Because it parallels what’s going on in our society today.
When people decry Spotify/streaming, are they any different from the white working men and women who were left behind in the new economy? Hell, they hate Daniel Ek more than they hate Spotify, they consider Ek an interloper, who became a billionaire on their backs.
Forget that theft was rampant before Spotify.
But we’ve got endless reports of acts saying they got puny royalties from streaming services. Old paragons of truth like David Crosby decry streaming, which is just plain sad. Because we live in a global economy and if you want to shut the doors and make America great again, you’re denying the fact that it wasn’t so great to begin with. You needed a record company to be in the game, only a few could compete. Do we live in an era of chaos? Absolutely! But you must march into the future, you cannot live in the past.
But the point is the whole music industry doesn’t want to believe in facts, wants to jet back to the past, and do you think it’s any different in government? Look at yourself first, question your own principles. Then see the world through a different lens.
And the power of the individual cannot be underestimated. And artists can reach more people than politicians, especially musicians, who rule the social media our world runs upon. But rather than speak truth, they’d rather collaborate with established hitmakers and churn out stuff that’s indecipherable from what came before.
Snyder says we must be students of history. Knowing that the future is gonna come.
But no one wants to remember yesterday, unless they’re looking through rose-colored glasses.
Yesterday was an era where artists said no. They left money on the table, their credibility was key. Now they want to be brands, and to tell you the truth I trust BMW and Amazon more than any artist, a whole bunch of corporations, they do their job better. I mean what is the job of an artist? To make money? To anesthetize the public?
So I vacillate between thinking it’s business as usual and believing we’re at a tipping point and everything’s up for grabs.
And I know you do too, unless you’re e-mailing me fake Breitbart stories accusing me of not covering the other side.
My e-mail was blowing up on Friday wondering when I was gonna write about Obama’s conspiracy. Huh? I checked the NYT and the WSJ…nothing. But on Breitbart, those pesky Democrats were wreaking havoc, we have to be saved from their ineptitude that pushed our nation to the brink.
Huh?
While you’re at it, read Tony Blair’s piece in the NYT today, quite cogent and reasonably insightful:
But the point is it comes down to you and me.
Snyder tells us to turn off the screens and read books, fat chance, but his point that TV news is a reality show bouncing from one headline to the next, with no investigation beneath the surface, is true.
But he asks us to be members of society, to forge tight-knit bonds that will help us endure the coming shocks.
I just don’t feel like anybody in the arts is doing anything.
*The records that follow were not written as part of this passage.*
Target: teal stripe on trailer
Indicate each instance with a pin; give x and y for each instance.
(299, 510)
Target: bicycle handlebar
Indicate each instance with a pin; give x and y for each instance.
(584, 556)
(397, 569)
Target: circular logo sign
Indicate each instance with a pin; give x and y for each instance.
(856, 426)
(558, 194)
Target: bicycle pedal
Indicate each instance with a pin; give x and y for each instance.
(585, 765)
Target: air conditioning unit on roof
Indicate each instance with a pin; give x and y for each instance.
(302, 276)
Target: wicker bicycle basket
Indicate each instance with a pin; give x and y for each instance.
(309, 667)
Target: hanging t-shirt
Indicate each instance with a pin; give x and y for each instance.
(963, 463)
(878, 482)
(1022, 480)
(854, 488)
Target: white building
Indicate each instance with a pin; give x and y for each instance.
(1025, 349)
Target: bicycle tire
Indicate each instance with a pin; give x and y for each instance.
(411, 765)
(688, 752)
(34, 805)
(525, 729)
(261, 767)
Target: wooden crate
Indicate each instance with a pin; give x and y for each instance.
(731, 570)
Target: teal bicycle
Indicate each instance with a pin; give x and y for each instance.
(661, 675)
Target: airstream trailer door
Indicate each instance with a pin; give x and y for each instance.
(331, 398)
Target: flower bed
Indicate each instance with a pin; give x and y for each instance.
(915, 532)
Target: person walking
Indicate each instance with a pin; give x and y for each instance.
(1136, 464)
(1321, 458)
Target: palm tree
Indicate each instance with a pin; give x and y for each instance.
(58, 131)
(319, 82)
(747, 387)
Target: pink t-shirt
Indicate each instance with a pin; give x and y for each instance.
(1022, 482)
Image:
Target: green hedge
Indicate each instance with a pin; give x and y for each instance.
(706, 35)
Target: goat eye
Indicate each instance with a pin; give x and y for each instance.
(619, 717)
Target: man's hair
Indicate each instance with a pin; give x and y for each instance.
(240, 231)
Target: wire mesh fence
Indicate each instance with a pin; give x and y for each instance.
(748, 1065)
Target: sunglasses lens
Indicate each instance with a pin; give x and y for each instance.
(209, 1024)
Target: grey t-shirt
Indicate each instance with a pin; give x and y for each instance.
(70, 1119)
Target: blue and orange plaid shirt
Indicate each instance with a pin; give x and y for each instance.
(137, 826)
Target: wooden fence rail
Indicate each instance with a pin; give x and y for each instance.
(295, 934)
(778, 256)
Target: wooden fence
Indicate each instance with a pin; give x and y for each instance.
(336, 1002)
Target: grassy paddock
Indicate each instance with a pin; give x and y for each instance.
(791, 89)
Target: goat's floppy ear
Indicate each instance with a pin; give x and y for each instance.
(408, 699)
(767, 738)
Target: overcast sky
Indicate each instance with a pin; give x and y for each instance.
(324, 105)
Other than making statements at awards shows.
Hell, there’s no truth in the Oscars themselves. Asking us who didn’t see the movies to tune in and watch the film industry laud the flicks.
But where is the movie with truth? Certainly not in a special effects comic book show.
As for records… Music is the most truthful medium of all. But we’ve abdicated that power in search of the almighty dollar.
Interesting times we live in.
But one thing’s for sure, if we sleep we’re gonna lose.
And right now, despite all the hoopla, too many people are sleeping.